When writing your code don't consider only the thread of execution you expect to happen. At every step consider all of the unusual things that might occur, no matter how unlikely you think they'll be.
For example:
Errors
Any function you make a call to may not work as you expect.
- If you are lucky, it will return an error code to signal this. If so, you should check that value; never ignore it.
- The function might throw an exception if it cannot honour its contract. In this case, ensure that your code will cope with an exception bubbling up through it. Should you catch the exception and handle it, or allow it to pass further up the call stack? If you allow it to rise upwards does your function leak resources or leave the program in an invalid state in the process?
- Or the function might return no indication of failure, but silently not do what you expected. You ask a function to print a message; will it always print it? Might it sometimes fail and consume the message.
Threading
Too many programmers try to work in an idealistic single-threaded bliss. However, the world has moved around them to a complex, highly threaded environment. Reasoning about what might happen in your code in the presence of multiple threads is much harder.
Unusual interactions between pieces of code are staple here, and it's hard to enumerate every possible interweaving of code paths, let alone reproduce one particular problematic interaction more than once.
To tame this level of unpredictability, make sure you understand basic concurrency principles, how to ensure mutual exclusion in code blocks and how to decouple threads so they cannot interact in dangerous ways.
Understand mechanisms for the safe creation and destruction of objects in threads, and the correct primitives to reliably and quickly pass messages between thread contexts without introducing race conditions or blocking the threads unnecessarily.
Shutdown
We make great plans for how to construct our systems: how to create all the objects, how get all the plates to spin, and how to keep those objects running and those plates spinning.
Less attention is given to the other end of the lifecycle: how to bring the code to a graceful halt without leaking resources, locking up, or going wrong.

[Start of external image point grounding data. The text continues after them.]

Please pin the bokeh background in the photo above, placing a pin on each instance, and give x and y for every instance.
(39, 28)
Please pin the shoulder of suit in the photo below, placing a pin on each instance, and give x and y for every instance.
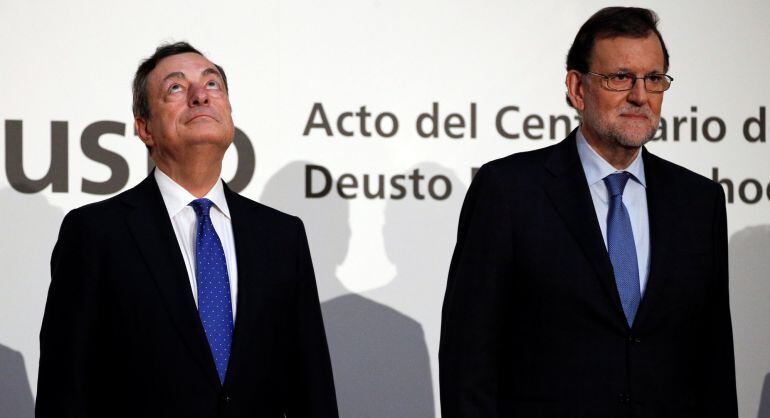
(682, 178)
(521, 166)
(264, 212)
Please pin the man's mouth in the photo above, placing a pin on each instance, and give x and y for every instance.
(634, 116)
(199, 117)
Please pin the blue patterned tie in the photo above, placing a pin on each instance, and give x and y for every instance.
(621, 247)
(214, 304)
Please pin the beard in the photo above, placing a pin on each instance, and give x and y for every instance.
(633, 135)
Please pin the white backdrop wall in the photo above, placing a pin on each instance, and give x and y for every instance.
(381, 262)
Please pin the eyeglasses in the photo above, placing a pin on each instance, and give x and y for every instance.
(653, 83)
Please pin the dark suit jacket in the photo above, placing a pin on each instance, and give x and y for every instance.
(532, 322)
(121, 334)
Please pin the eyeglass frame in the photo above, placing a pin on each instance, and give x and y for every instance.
(607, 77)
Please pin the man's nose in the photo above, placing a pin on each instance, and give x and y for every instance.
(638, 93)
(199, 96)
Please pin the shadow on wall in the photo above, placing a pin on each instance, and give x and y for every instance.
(27, 235)
(379, 356)
(764, 402)
(750, 293)
(15, 393)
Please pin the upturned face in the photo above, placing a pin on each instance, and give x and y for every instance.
(189, 109)
(625, 118)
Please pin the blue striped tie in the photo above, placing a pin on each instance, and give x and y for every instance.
(621, 247)
(214, 303)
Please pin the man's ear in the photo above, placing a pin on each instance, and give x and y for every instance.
(142, 129)
(575, 89)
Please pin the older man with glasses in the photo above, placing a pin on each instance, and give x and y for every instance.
(590, 277)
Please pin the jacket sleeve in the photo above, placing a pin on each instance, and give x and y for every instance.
(469, 353)
(719, 368)
(311, 381)
(67, 343)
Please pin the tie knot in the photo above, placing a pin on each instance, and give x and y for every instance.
(201, 206)
(616, 182)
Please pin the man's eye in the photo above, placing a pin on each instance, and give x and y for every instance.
(654, 78)
(621, 76)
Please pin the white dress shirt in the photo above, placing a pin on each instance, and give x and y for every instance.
(596, 168)
(185, 223)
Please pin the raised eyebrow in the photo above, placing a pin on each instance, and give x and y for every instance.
(175, 74)
(211, 70)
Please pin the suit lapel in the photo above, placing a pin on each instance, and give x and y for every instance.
(568, 190)
(154, 235)
(660, 202)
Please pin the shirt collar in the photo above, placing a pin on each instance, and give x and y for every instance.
(596, 168)
(177, 197)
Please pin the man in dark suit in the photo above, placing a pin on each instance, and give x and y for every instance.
(179, 297)
(590, 277)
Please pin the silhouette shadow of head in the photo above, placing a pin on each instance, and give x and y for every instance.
(764, 400)
(750, 292)
(326, 223)
(380, 361)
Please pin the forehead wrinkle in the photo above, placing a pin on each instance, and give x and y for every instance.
(175, 74)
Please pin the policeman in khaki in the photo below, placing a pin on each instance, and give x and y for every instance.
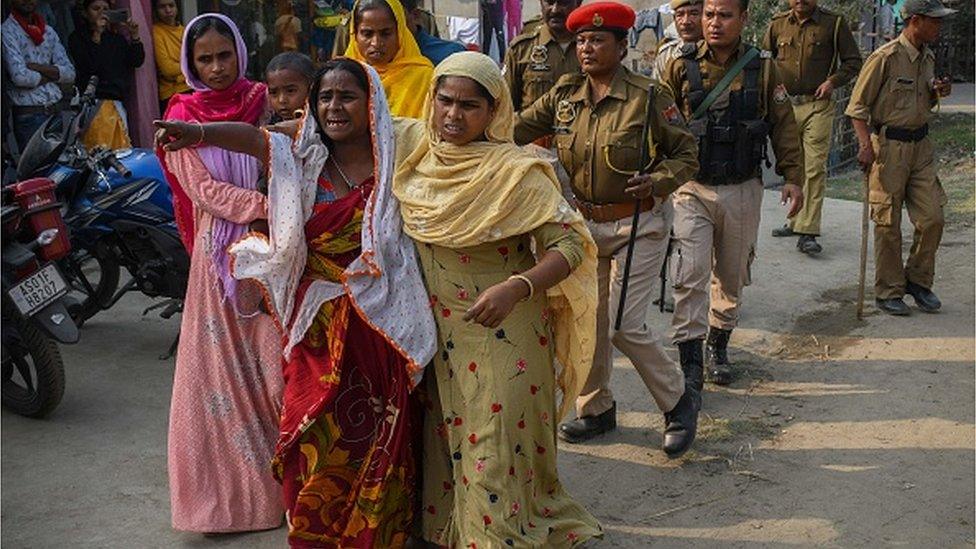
(815, 54)
(890, 109)
(687, 22)
(596, 118)
(539, 56)
(716, 215)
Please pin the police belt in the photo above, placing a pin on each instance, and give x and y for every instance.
(603, 213)
(802, 99)
(903, 134)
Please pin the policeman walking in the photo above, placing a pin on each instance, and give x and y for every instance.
(541, 54)
(734, 98)
(687, 21)
(890, 109)
(597, 119)
(815, 54)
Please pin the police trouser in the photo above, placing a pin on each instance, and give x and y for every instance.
(715, 230)
(904, 173)
(660, 374)
(815, 121)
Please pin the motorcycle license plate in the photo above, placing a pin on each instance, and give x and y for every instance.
(38, 290)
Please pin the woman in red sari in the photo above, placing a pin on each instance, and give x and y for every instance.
(353, 352)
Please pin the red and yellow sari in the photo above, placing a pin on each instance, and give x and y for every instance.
(345, 454)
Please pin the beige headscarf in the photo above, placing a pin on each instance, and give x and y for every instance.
(485, 191)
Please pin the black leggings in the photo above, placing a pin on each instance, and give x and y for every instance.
(493, 23)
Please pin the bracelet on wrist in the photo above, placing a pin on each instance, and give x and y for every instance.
(203, 134)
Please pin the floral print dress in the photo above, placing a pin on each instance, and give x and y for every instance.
(490, 476)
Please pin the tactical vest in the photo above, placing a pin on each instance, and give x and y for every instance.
(731, 143)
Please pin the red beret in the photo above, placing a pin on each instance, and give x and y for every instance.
(608, 16)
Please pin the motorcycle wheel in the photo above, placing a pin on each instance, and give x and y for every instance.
(31, 372)
(101, 271)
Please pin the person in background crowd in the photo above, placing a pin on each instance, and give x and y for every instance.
(167, 38)
(36, 64)
(100, 50)
(382, 39)
(492, 15)
(890, 108)
(687, 23)
(474, 203)
(816, 54)
(432, 47)
(542, 54)
(596, 117)
(288, 76)
(288, 27)
(227, 387)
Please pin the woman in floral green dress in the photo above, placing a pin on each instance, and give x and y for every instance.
(510, 269)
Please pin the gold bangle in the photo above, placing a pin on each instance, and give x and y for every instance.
(202, 135)
(528, 283)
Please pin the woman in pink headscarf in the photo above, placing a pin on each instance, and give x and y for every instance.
(228, 383)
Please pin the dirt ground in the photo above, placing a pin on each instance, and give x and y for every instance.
(840, 433)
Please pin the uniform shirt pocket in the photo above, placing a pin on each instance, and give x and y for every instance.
(621, 151)
(537, 84)
(564, 150)
(903, 92)
(785, 48)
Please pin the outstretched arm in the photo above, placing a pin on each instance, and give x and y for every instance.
(173, 135)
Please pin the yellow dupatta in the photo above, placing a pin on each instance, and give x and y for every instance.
(407, 76)
(460, 196)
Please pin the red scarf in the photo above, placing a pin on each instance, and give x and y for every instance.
(33, 25)
(243, 101)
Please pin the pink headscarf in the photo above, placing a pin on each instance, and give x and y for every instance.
(243, 101)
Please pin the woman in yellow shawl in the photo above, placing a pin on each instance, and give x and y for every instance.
(167, 40)
(382, 39)
(474, 204)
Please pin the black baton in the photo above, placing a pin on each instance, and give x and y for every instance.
(645, 159)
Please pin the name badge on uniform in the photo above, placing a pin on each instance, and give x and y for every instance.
(673, 115)
(565, 115)
(540, 59)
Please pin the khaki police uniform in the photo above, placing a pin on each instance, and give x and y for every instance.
(666, 52)
(808, 53)
(599, 145)
(534, 62)
(716, 226)
(894, 95)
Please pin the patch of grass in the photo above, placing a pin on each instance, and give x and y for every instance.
(954, 140)
(724, 430)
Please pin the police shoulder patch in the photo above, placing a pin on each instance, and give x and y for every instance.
(780, 94)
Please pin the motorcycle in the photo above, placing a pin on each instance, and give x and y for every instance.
(34, 303)
(119, 208)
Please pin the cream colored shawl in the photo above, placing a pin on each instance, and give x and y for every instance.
(485, 191)
(384, 282)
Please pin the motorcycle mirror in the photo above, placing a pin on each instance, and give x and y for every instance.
(46, 237)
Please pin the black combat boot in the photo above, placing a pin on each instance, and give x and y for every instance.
(681, 423)
(719, 370)
(587, 427)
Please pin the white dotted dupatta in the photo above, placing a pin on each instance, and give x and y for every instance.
(383, 282)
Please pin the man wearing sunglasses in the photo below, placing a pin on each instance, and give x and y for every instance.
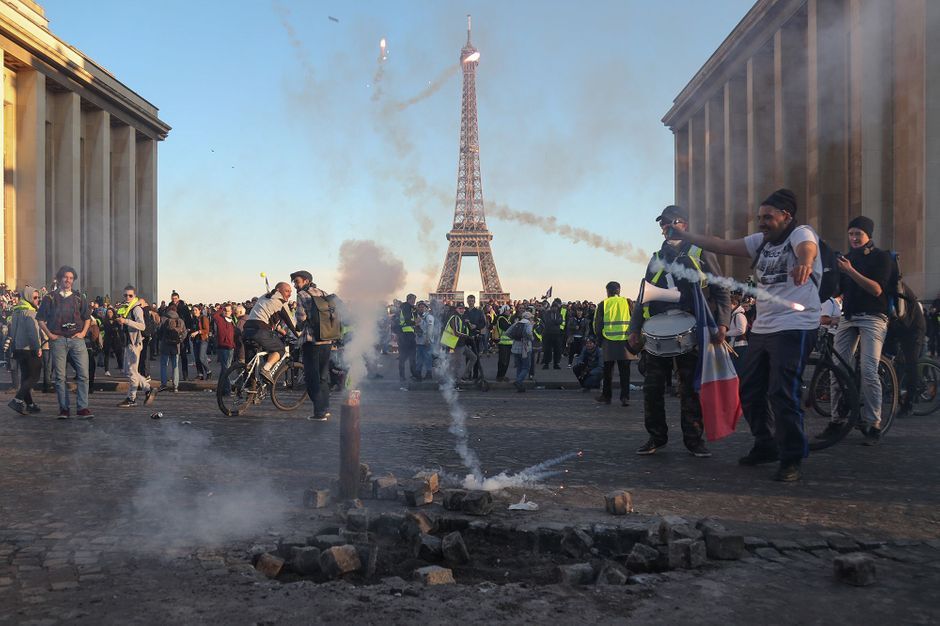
(130, 315)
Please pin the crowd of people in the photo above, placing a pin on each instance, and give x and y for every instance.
(47, 331)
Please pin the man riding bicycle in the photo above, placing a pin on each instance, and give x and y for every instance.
(271, 308)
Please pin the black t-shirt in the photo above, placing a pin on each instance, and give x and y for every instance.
(874, 264)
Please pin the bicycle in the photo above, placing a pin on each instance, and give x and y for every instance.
(925, 398)
(242, 385)
(829, 368)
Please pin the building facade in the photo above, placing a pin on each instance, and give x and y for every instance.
(79, 163)
(839, 100)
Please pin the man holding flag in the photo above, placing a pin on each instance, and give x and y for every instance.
(659, 368)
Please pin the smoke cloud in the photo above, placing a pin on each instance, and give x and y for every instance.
(549, 224)
(369, 277)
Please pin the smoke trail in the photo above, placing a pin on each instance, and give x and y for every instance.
(369, 277)
(693, 275)
(428, 91)
(549, 224)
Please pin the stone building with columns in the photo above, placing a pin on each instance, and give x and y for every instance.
(79, 164)
(838, 100)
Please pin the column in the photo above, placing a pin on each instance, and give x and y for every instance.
(96, 221)
(31, 179)
(147, 217)
(760, 132)
(123, 208)
(790, 107)
(66, 116)
(682, 165)
(737, 209)
(696, 206)
(827, 119)
(715, 165)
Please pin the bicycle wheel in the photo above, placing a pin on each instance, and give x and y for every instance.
(824, 431)
(233, 391)
(889, 393)
(926, 400)
(289, 388)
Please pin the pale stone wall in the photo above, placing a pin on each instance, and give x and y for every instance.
(79, 162)
(838, 100)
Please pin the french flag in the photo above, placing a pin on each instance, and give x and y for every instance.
(716, 380)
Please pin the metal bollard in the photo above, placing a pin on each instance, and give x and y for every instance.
(349, 446)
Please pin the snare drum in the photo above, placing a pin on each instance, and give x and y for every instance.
(669, 334)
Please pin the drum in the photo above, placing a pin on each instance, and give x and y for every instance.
(669, 334)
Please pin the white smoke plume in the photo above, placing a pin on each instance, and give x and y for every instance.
(693, 275)
(432, 88)
(369, 277)
(550, 225)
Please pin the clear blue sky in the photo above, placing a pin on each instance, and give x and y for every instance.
(278, 152)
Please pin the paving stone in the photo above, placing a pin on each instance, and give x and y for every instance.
(454, 549)
(477, 503)
(452, 498)
(724, 545)
(855, 569)
(339, 560)
(434, 575)
(643, 559)
(385, 488)
(427, 548)
(269, 565)
(306, 560)
(619, 502)
(577, 574)
(576, 543)
(316, 498)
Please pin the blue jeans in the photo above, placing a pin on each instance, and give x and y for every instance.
(70, 350)
(425, 361)
(522, 367)
(167, 361)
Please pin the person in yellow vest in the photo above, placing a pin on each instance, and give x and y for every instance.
(610, 327)
(453, 341)
(130, 315)
(659, 368)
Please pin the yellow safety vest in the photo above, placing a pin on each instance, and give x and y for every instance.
(695, 255)
(448, 338)
(504, 339)
(405, 328)
(616, 318)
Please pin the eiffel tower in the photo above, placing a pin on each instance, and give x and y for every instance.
(469, 235)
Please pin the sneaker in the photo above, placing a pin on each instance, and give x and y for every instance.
(650, 447)
(758, 456)
(788, 472)
(872, 436)
(832, 429)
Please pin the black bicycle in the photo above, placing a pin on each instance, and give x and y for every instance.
(241, 386)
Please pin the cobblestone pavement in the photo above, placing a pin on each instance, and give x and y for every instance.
(130, 519)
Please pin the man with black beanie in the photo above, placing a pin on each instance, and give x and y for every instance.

Shutting down your system and destroying all the objects is especially hard in a multi-threaded system. Objects that depend on inter-thread interactions can be particularly prone to subtle destruction problems: deadlock, dependency inversion and the like.
As your application shuts down and destroys its worker objects, make sure you can't leave one object attempting to use another that has already been deleted. Don't enqueue threaded callbacks that target objects which have been deleted on another thread.
Make sure that you thoroughly test your code for destruction issues as well as construction issues. Test it in an environment where you can control threading issues with mock objects, but also cover it with integration tests that glue real parts of the system together — the particular timings and order of operations there may highlight other shutdown problems.
The moral of the story
The unexpected is not the unusual. You need to write your code in the light of this.
It's important to think about these issues early on in your code development. You can't tack this kind of correctness as an afterthought; the problems are insidious and run deeply into the grain of your code. Such demons are very hard to exorcise after the code has been fleshed out.
Writing good code is not about being an optimist or a pessimist. It's not about how much water is in the glass right now. It's about making a water-tight glass so that there will be no spillages, no matter how much water the glass contains.